Updated: Oct 18
Romano Iluku, a peacebuilder in Nairobi, Kenya, with SIA Partner Empowering Communities as Actors for Transforming Societies (e-CATS), is sharing his skills in south Seattle public schools this month. His good work was highlighted on the front page of the Seattle Times in an article by
Romano and his team are teaching the Alternatives to Violence Project (AVP), which helps people respond to conflict in helpful and peaceful ways rather than with violence. The Highline School District in Washington State is investing in these conflict-resolution workshops to reduce violence in their schools without increasing the presence of security guards or medical detectors.

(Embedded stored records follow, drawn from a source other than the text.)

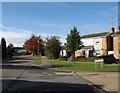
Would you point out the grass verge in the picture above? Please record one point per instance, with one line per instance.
(83, 66)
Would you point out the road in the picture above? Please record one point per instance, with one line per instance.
(20, 76)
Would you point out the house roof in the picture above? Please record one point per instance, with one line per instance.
(95, 35)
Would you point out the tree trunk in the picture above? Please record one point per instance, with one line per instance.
(73, 56)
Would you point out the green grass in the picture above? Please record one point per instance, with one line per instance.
(37, 61)
(83, 66)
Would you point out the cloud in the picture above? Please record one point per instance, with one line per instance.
(91, 28)
(53, 25)
(18, 36)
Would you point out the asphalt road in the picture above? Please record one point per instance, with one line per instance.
(19, 76)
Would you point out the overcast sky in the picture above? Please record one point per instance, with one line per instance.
(20, 19)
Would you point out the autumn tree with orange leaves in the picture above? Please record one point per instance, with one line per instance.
(34, 45)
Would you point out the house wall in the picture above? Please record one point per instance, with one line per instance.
(104, 45)
(116, 46)
(98, 46)
(87, 41)
(78, 53)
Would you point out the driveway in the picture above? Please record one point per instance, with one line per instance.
(20, 76)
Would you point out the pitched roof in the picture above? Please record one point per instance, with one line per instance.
(88, 47)
(95, 35)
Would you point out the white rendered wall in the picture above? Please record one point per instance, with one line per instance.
(87, 41)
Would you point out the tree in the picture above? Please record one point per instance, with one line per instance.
(53, 47)
(73, 41)
(10, 50)
(4, 50)
(34, 45)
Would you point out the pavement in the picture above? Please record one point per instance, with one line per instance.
(20, 76)
(107, 81)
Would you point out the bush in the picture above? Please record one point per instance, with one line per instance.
(65, 58)
(90, 59)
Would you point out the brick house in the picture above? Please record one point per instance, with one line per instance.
(97, 44)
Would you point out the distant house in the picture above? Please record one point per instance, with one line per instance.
(96, 44)
(116, 44)
(65, 53)
(20, 51)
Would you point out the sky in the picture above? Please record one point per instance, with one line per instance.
(22, 19)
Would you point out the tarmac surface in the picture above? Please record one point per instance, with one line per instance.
(20, 76)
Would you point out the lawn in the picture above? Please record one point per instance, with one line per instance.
(82, 66)
(37, 61)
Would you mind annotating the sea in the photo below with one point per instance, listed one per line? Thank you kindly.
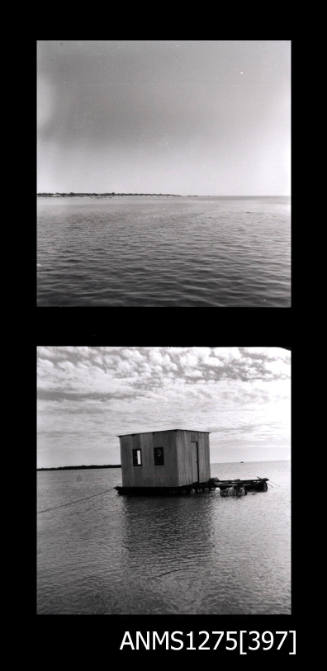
(146, 251)
(102, 553)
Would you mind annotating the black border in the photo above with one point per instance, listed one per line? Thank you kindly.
(91, 637)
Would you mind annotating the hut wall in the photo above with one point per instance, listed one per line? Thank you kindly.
(149, 474)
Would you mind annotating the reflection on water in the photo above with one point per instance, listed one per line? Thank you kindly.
(192, 554)
(164, 251)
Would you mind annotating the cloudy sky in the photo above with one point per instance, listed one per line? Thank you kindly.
(189, 117)
(89, 395)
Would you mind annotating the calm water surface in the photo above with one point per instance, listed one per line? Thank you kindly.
(143, 251)
(99, 552)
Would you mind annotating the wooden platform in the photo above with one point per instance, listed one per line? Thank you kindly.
(227, 488)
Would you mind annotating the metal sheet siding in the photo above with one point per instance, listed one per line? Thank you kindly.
(149, 475)
(187, 462)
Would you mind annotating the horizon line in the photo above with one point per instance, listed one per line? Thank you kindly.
(181, 195)
(48, 468)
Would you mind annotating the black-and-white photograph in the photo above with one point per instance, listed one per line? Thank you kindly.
(163, 173)
(163, 481)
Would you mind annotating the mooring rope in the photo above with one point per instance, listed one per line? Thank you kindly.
(71, 503)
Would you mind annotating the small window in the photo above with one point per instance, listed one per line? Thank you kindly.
(158, 456)
(137, 457)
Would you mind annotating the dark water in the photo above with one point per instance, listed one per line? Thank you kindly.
(102, 553)
(143, 251)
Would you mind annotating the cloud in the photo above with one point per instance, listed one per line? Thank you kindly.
(92, 394)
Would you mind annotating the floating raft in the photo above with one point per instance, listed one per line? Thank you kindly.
(227, 488)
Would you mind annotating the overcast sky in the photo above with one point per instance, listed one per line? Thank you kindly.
(189, 117)
(89, 395)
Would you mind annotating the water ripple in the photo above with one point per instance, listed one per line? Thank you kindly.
(141, 252)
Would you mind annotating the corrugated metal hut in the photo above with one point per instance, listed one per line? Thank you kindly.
(164, 459)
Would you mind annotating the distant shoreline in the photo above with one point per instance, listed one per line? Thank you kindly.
(101, 195)
(78, 468)
(152, 195)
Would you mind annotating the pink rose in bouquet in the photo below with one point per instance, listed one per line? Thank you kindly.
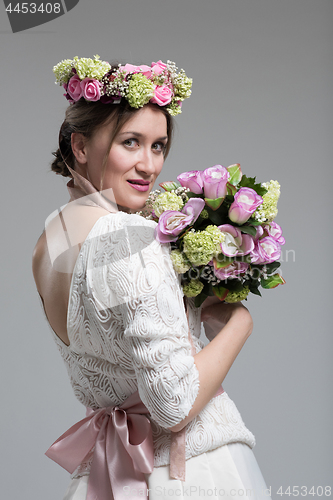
(232, 271)
(215, 182)
(74, 88)
(162, 95)
(171, 223)
(266, 250)
(235, 243)
(274, 230)
(192, 180)
(246, 202)
(91, 89)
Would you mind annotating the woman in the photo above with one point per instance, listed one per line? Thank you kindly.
(115, 305)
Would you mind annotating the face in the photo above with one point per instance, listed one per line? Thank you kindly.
(135, 158)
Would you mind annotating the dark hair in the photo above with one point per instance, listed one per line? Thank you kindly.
(85, 117)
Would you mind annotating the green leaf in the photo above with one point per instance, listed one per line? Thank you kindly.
(234, 285)
(250, 182)
(235, 174)
(231, 190)
(248, 230)
(272, 281)
(220, 292)
(214, 204)
(272, 267)
(199, 299)
(214, 217)
(189, 194)
(254, 222)
(255, 290)
(222, 261)
(170, 185)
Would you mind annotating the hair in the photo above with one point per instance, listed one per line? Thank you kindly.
(85, 118)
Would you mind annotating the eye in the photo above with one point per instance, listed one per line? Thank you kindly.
(130, 142)
(159, 147)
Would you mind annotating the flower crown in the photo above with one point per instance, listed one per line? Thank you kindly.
(96, 80)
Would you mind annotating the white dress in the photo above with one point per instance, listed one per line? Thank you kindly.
(128, 331)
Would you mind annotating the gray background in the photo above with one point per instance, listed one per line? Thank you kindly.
(262, 97)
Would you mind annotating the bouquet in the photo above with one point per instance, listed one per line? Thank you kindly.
(220, 224)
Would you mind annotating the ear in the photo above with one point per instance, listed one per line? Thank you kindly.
(78, 143)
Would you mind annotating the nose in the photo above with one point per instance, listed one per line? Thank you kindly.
(146, 161)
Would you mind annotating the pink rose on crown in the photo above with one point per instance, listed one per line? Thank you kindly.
(158, 67)
(162, 95)
(91, 89)
(74, 88)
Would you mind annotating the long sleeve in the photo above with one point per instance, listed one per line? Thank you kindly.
(138, 284)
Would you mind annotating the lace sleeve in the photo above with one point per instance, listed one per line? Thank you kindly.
(141, 287)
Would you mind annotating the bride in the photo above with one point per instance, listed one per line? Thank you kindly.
(158, 422)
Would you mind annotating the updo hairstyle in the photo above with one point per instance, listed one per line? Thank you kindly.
(85, 117)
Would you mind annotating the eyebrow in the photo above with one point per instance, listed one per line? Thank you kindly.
(138, 134)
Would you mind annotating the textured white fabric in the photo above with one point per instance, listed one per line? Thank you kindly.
(128, 331)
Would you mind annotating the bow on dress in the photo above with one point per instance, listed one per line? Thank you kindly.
(123, 449)
(120, 436)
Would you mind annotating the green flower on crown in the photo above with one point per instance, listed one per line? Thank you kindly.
(95, 80)
(140, 91)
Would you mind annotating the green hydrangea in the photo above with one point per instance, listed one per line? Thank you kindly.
(268, 210)
(63, 71)
(193, 288)
(91, 68)
(140, 90)
(218, 237)
(85, 68)
(237, 296)
(199, 247)
(179, 261)
(167, 201)
(204, 214)
(174, 108)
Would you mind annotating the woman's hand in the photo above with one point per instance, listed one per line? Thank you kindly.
(215, 315)
(232, 326)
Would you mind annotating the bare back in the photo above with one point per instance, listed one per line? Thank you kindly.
(54, 258)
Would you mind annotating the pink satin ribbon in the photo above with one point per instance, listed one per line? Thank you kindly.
(123, 451)
(177, 444)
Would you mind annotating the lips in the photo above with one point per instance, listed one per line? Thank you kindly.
(139, 184)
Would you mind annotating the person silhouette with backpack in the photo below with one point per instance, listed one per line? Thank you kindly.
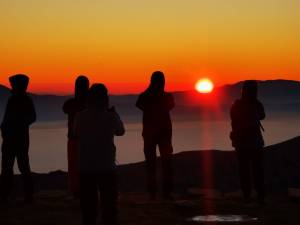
(19, 115)
(246, 114)
(156, 105)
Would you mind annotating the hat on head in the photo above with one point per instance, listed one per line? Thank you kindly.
(19, 82)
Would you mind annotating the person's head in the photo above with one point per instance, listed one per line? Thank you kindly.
(98, 96)
(19, 83)
(249, 89)
(157, 83)
(81, 87)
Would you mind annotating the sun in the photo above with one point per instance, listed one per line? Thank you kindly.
(204, 86)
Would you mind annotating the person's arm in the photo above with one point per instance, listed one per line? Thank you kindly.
(31, 113)
(118, 126)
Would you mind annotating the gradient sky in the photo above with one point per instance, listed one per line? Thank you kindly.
(120, 42)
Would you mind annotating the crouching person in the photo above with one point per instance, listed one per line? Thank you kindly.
(95, 129)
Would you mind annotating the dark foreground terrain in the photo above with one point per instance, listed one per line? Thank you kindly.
(56, 208)
(206, 183)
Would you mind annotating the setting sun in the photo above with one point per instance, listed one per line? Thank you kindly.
(204, 85)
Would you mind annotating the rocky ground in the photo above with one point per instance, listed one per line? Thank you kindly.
(57, 208)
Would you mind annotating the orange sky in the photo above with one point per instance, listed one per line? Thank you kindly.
(122, 42)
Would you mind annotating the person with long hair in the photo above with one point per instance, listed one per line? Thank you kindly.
(156, 105)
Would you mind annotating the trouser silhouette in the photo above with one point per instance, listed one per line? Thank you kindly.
(73, 172)
(90, 184)
(11, 150)
(166, 151)
(251, 170)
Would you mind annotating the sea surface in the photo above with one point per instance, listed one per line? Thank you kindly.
(48, 140)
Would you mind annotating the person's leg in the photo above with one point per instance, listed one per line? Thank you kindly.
(73, 172)
(89, 198)
(166, 153)
(150, 160)
(109, 198)
(24, 167)
(244, 172)
(7, 172)
(258, 174)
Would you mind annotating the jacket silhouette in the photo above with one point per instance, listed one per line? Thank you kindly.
(156, 105)
(95, 129)
(19, 115)
(246, 114)
(71, 107)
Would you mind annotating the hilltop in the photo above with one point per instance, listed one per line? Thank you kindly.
(279, 96)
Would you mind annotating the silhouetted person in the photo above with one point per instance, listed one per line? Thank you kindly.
(71, 107)
(246, 114)
(157, 130)
(95, 129)
(19, 115)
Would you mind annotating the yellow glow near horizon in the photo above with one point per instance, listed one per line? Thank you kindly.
(117, 41)
(204, 86)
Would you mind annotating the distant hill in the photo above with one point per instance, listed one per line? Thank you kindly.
(279, 96)
(205, 169)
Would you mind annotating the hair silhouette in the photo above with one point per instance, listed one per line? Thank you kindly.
(156, 105)
(98, 96)
(81, 87)
(157, 83)
(19, 83)
(249, 90)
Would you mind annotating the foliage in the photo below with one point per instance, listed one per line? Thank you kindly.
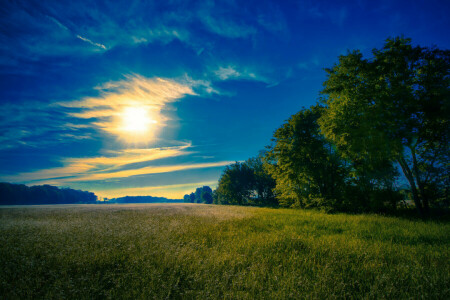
(246, 183)
(218, 252)
(201, 195)
(392, 108)
(307, 170)
(19, 194)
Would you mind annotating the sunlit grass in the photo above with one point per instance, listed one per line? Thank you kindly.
(202, 251)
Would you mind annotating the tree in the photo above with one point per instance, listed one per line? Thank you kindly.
(192, 197)
(186, 199)
(246, 183)
(391, 108)
(305, 166)
(207, 195)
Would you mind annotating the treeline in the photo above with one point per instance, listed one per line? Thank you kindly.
(139, 199)
(19, 194)
(379, 136)
(201, 195)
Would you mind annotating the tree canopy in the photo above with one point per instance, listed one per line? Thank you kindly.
(392, 108)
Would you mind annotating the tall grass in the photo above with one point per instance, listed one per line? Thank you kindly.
(209, 252)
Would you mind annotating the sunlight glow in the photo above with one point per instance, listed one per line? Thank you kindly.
(136, 120)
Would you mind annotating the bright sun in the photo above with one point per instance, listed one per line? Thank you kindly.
(136, 120)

When AVP got the call to do the workshops, they reached out to their trainers around the world, and Romano was delighted to get a US visa to come and co-lead the training. Romano first learned about AVP in 2008 in Kenya, and since then, he has worked with the program in different communities in Kenya, as well as in South Sudan, Sudan and Somalia.
Alternatives to Violence in Kenya
This year, funded with a SIA grant, e-CATS ran a series of AVP workshops around Nairobi, Kenya. In a short video about the project, e-CATS leaders, including Romano and SIA African Advisory Board member Wambui Nguyo, tell us about the impact of this program in the ethnically diverse and low-income neighbourhood of Mwihoko Githurai.
An Enriching Experience
When I asked Romano about his experience, he wrote: “My experience of doing the same program here in the USA and in East Africa, in the community and in schools, is enriching. The most important aspect is creating a safe space for young people to start feeling a sense of belonging and respect. That builds their self-confidence and allows them to connect with the inner self and the surrounding environment.”
Worldwide, we can all benefit from learning new ways of interacting, communicating, and solving conflict in new and peaceful ways.